For instance, suppose the standard solution is adopted. The sparse array will be organized as an array of linked lists representing the rows, with each row containing another linked list that contains the individual data values. What happens if you want to do a matrix multiply? A matrix multiply requires a column by row lookup and a row by column lookup. One will be an O(1) lookup, and the other will be a O(n^2) lookup. This makes a full matrix multiply an O(n^5) operation, and memory is the least of everyone's worries.

To optimize the code, it is necessary to look closely at how the matrix will be built and used. However, as soon as that starts happening, the matrix multiply decomposes into a bunch of specialized matrix operations. At this point, the abstraction starts falling apart.

For example:

a) Assume the multiplication involves a diagonal matrix. Then the optimum solution is to store the diagonal matrix as a 1xn matrix, and specialize the matrix code. This was the favoured approach from numerical methods in C and Fortran.

b) Assume the multiplication involves a tridiagonal matrix. Then the optimum solution is to store the tridiagonal matrix as a 3xn matrix, and specialize the matrix code. Again, see numerical methods in C and Fortran, or just about any good matrix library.

c) Assume the matrix operation involves a "control-systems" style matrix. One populated row, followed by a diagonal series of rows with one or two elements. The optimum solution is to develop specialized code. For most control systems problems, this matrix never changes.

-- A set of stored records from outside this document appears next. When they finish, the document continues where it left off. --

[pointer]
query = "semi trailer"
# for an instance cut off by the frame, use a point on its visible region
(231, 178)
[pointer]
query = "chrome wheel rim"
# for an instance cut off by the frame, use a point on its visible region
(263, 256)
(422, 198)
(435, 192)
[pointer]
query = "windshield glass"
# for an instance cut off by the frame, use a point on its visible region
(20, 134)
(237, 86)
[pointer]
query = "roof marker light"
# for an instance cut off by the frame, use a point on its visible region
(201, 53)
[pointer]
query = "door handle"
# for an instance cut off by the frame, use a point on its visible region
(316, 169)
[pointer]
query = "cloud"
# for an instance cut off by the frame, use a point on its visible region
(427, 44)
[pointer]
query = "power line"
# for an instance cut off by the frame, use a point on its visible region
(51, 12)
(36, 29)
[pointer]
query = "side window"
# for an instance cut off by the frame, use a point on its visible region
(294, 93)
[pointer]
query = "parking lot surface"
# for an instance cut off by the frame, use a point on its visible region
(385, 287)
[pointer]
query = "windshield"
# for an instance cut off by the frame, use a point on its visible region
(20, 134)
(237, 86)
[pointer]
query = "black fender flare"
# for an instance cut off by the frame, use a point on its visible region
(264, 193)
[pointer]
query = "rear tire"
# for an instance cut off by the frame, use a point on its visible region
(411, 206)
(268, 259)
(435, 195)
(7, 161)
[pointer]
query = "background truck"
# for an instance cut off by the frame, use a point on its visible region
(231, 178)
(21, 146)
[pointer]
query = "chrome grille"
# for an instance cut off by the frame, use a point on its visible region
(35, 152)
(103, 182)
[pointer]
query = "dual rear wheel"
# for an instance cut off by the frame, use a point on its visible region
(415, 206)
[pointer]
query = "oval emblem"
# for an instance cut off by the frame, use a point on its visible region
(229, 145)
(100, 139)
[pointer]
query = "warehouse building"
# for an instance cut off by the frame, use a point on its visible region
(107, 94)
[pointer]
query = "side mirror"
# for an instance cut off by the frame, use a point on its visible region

d) Control systems often have a compact matrix representation involving a series of matrix multiplies. However, if the matrix multiplies are analysed, they become a much simpler sequence of equations that can often be executed in O(n^2) time instead of the longer O(n^3) time of the matrix multiplies. As such, develop specialized code. Both MatLab and Mathematica have functions where numerical operations can be broken down into there constituent formulas and saved as "C" code.

e) Assume we really need to frequently multiply a truly sparse array. Then build two sets of linked lists, one organized by row/column and another organized by column/row. Then both the row and column lookups can be done as an O(1) operation. The matrix multiply is a O(n^3) operation.

f) Just because the inputs to a matrix operation are sparse, doesn't mean the output array is sparse. I'm thinking of Singular Value Decomposition, some matrix multiplies, matrix inverses, matrix pseudo-inverses, and covariance matrices. Also, some matrices that appear in Quantum physics. In this case, matrix operations need to be further specialized to deal with creating non-sparse matrices from sparse-matrices. Additionally, some matrices may need to be rounded to sparse, even though they may be fully populated, like some covariance matrices.

In the end, sparse matrices are simply a descriptive term for a bunch of application-specific optimizations. Sparse matrices devolve into numerical optimizations that no-one cares about unless they are looking at an application that requires the specific numerical optimization. I'm not surprised high-school CS coders don't "understand" them.